En mai 2017, Edouard Philippe prenait les commandes de Matignon dans un contexte économique favorable. La croissance du PIB accélérait, les investissements des entreprises rebondissaient et les dépenses des ménages s'amplifiaient. Cinq après, Elisabeth Borne prend le relais de Jean Castex dans une conjoncture beaucoup plus morose. L'entrée en guerre de la Russie à la fin du mois de février et la flambée des prix partout en Europe compliquent amplement l'équation de l'exécutif. Entre le gros coup de frein de la croissance, les pénuries et les difficultés d'approvisionnement, la nouvelle Première ministre va devoir affronter de gros vents contraires.

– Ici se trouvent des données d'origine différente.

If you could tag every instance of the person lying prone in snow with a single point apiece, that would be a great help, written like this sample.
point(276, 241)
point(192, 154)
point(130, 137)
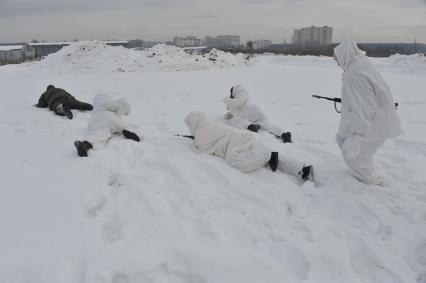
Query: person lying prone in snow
point(61, 102)
point(243, 114)
point(240, 149)
point(105, 122)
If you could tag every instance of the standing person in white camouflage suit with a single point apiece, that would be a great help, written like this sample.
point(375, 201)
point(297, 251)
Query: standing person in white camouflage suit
point(368, 114)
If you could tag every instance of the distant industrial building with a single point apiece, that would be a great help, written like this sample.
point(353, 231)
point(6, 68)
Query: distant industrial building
point(18, 53)
point(223, 41)
point(261, 44)
point(187, 41)
point(13, 54)
point(313, 35)
point(45, 48)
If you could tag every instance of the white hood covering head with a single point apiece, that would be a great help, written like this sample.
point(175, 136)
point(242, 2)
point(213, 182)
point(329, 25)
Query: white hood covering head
point(105, 102)
point(347, 52)
point(241, 98)
point(193, 120)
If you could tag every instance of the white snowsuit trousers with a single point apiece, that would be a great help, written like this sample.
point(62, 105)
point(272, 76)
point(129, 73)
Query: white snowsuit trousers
point(106, 119)
point(239, 148)
point(361, 166)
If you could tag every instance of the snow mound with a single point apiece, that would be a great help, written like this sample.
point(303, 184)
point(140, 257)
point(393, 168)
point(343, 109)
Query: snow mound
point(88, 56)
point(414, 64)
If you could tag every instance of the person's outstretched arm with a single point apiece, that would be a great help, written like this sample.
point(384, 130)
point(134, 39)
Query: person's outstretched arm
point(42, 103)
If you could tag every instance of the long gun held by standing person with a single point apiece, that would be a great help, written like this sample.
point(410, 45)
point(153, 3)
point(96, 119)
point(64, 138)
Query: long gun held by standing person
point(339, 100)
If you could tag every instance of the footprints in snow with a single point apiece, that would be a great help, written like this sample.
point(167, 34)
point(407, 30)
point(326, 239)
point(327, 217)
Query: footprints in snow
point(293, 258)
point(415, 256)
point(112, 227)
point(367, 266)
point(161, 273)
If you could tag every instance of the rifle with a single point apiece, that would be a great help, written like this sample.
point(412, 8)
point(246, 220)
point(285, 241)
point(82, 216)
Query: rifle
point(184, 136)
point(339, 100)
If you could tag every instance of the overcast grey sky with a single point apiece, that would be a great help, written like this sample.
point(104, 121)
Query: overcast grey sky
point(365, 20)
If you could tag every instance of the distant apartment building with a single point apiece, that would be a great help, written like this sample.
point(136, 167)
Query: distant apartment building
point(187, 41)
point(261, 44)
point(13, 54)
point(225, 41)
point(313, 35)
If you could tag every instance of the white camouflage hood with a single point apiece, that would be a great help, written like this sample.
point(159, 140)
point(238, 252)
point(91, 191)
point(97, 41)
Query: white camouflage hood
point(193, 120)
point(105, 102)
point(348, 52)
point(241, 98)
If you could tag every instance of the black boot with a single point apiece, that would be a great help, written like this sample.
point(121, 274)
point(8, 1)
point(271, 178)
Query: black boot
point(306, 173)
point(130, 135)
point(286, 137)
point(273, 162)
point(64, 109)
point(254, 127)
point(82, 147)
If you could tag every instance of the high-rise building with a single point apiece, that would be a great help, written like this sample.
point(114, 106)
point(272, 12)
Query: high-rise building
point(187, 41)
point(223, 41)
point(261, 44)
point(313, 35)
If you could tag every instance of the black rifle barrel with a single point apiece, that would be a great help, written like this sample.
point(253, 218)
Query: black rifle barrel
point(335, 99)
point(339, 100)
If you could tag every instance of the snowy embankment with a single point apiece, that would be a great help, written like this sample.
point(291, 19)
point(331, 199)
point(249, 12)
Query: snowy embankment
point(95, 57)
point(157, 211)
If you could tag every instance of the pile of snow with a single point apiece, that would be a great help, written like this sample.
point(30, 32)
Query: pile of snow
point(413, 64)
point(95, 56)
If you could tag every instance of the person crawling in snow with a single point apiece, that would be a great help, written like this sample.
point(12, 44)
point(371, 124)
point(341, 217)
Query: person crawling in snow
point(240, 149)
point(243, 114)
point(61, 102)
point(105, 122)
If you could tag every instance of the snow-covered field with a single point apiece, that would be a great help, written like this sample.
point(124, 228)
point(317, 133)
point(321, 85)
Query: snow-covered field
point(157, 211)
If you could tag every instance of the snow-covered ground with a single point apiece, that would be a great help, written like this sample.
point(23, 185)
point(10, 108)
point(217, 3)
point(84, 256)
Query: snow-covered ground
point(157, 211)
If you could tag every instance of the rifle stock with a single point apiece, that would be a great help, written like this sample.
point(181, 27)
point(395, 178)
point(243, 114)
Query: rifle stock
point(339, 100)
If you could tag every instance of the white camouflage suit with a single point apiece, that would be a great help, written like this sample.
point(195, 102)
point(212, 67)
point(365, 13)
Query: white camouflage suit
point(243, 113)
point(239, 148)
point(368, 115)
point(106, 119)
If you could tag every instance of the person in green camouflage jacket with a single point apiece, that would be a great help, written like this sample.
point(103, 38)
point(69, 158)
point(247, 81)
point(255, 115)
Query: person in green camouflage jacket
point(61, 102)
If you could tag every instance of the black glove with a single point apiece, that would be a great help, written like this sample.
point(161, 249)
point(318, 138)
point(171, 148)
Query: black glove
point(253, 127)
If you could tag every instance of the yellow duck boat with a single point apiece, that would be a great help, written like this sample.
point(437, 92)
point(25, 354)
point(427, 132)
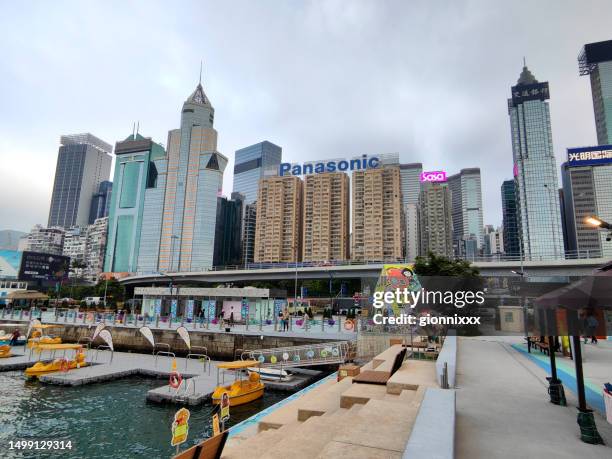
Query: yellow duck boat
point(5, 351)
point(38, 338)
point(41, 368)
point(241, 391)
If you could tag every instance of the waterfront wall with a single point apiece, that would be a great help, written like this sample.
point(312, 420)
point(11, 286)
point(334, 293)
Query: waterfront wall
point(220, 345)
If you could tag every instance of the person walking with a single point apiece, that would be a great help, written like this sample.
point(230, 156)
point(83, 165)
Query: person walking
point(14, 337)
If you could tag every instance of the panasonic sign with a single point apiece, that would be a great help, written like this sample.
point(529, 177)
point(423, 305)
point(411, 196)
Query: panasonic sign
point(355, 164)
point(433, 176)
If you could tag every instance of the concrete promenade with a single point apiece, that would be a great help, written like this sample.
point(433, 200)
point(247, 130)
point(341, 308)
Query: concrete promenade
point(503, 408)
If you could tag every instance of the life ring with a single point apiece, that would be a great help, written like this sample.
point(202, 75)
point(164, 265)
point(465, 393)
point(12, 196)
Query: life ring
point(175, 379)
point(64, 365)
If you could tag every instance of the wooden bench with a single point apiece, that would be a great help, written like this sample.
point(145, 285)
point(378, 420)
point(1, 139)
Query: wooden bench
point(381, 377)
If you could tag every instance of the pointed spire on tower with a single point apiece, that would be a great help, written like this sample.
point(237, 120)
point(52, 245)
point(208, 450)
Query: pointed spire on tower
point(526, 77)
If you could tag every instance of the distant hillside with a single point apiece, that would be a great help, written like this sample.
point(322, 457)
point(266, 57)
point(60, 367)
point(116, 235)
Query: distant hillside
point(9, 239)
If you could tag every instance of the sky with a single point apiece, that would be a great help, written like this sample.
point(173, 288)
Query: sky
point(322, 79)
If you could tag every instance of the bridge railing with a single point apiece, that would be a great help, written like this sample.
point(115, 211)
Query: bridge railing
point(543, 257)
point(300, 356)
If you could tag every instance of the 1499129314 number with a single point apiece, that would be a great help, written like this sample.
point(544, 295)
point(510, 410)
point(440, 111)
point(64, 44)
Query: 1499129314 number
point(40, 444)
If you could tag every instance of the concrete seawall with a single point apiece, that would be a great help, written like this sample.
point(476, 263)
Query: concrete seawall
point(220, 345)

La Banque centrale européenne a déjà commencé à resserrer sa politique monétaire en mettant fin à son programme d'achat d'urgence face à la pandémie et en annonçant une hausse des taux à l'été. Surtout, la multiplication des phénomènes climatiques (sécheresse, inondations) va obliger la nouvelle cheffe du gouvernement à accélérer la transition écologique en investissant des milliards d'euros dans l'économie bas carbone, tout en limitant l'impact sur les ménages les plus fragiles.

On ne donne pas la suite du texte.